Greg Sewitz, left, and Gabi Lewis tasting ginger-flavored protein bars. They began making the bars out of crickets when they were roommates at Brown University. Tina Fineberg for The New York Times

How do you make ground-up crickets taste good?

The answer may be just a sprinkling of ginger and ras el hanout, a North African spice blend. And there’s always chocolate.

Greg Sewitz, 22, and Gabi Lewis, 23, began making protein bars out of crickets when they were roommates at Brown University. Mr. Lewis, a philosophy major who tried to follow a paleo diet (eating what our cave-man ancestors presumably ate and minimizing his intake of processed, sugary foods), couldn’t find a bar that fit his dietary needs. “They were all like candy,” he said.

When Mr. Sewitz, a cognitive neuroscience major, attended a conference at the Massachusetts Institute of Technology at which one of the speakers discussed insects as a sustainable food source, an idea was born.

According to the two men’s research, the insects are 69 percent protein by dry weight as compared with 31 percent for chicken breast and 29 percent for sirloin steak; they provide more iron than beef does and nearly as much calcium as milk. They produce one-eightieth the amount of methane that cattle do, and need one-twelfth their feed, based on 100-gram portions of each. And they can reproduce quickly and don’t require acres of grassland to graze.

A sweet potato pie-flavored protein bar.  Tina Fineberg for The New York Times

The roommates ordered a box of crickets from a farm that raises the insects for reptile feed and fishing bait. They overcame the ick factor of freezing them, roasting them and blending them in a Vitamix. “There were cricket parts all over the place, and our roommates got a little weirded out,” Mr. Sewitz said.

But their reward was their first batch of cricket flour, a dusty brown substance that resembled brown sugar and didn’t taste like much. They combined it with almonds, dates for binding, honey for sweetness and raw cacao nibs for crunch.

“Our friends would come back to our house late, after a night of drinking,” Mr. Sewitz said, “and we’d have these bars in the fridge and they’d just devour them.”

After graduating in May 2013, the men, having by then moved to New York, decided to make their hobby a business called Exo (for exoskeleton). They turned to Kickstarter, aiming to raise $20,000 in a month. They hit their goal in three days.

Providing snacks for drunken college students is one thing. They then had to figure out how to make the snacks palatable to a wider, sober audience. They knew they needed a culinary specialist’s touch.

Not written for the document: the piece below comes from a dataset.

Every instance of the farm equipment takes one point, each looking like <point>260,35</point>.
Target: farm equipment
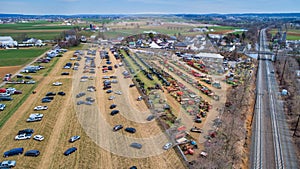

A mutual friend introduced them to Kyle Connaughton, 37, the former head of research and development for the Fat Duck in Bray, England, one of the most acclaimed restaurants in the world, known for pushing the culinary envelope. Mr. Connaughton was well qualified to become the third cricketeer: He and Heston Blumenthal, the Fat Duck’s owner, had once created a dish of fried mealworms and crickets injected with a mixture of mayonnaise and onion gel.

Mr. Connaughton, now a consultant at the Culinary Institute of America, has long been interested in sustainability and insect culture. He agreed to be Exo’s culinary adviser and developed recipes that made sure each bar contained 10 grams of protein, the equivalent of about 40 crickets, or six to eight crickets per bite.

Along with the original cacao nut flavor, the first line, scheduled for release on the Exo website in February, will feature peanut butter and jelly, and cashew ginger (made with powdered ginger, salt and ras el hanout).

The two partners plan to sell the bars in natural-food stores and CrossFit-type gyms — places that attract the growing number of paleo lifestyle enthusiasts, who were among their Kickstarter supporters. They are available for pre-order online.

Exo is one of a handful of cricket protein bar companies. Other entries include Chapul, which sells cricket bars made with chocolate and cayenne, and Bitty Foods, which is working on a line of cricket flour products. Both have a stated sustainability mission, but Mr. Sewitz believes that the tastiest offering will win over consumers.

“At the end of the day, it’s a protein bar,” he said. “If it’s sustainable, that’s great, but it’s going in your body and you want to know that it’s good for you and tastes delicious.”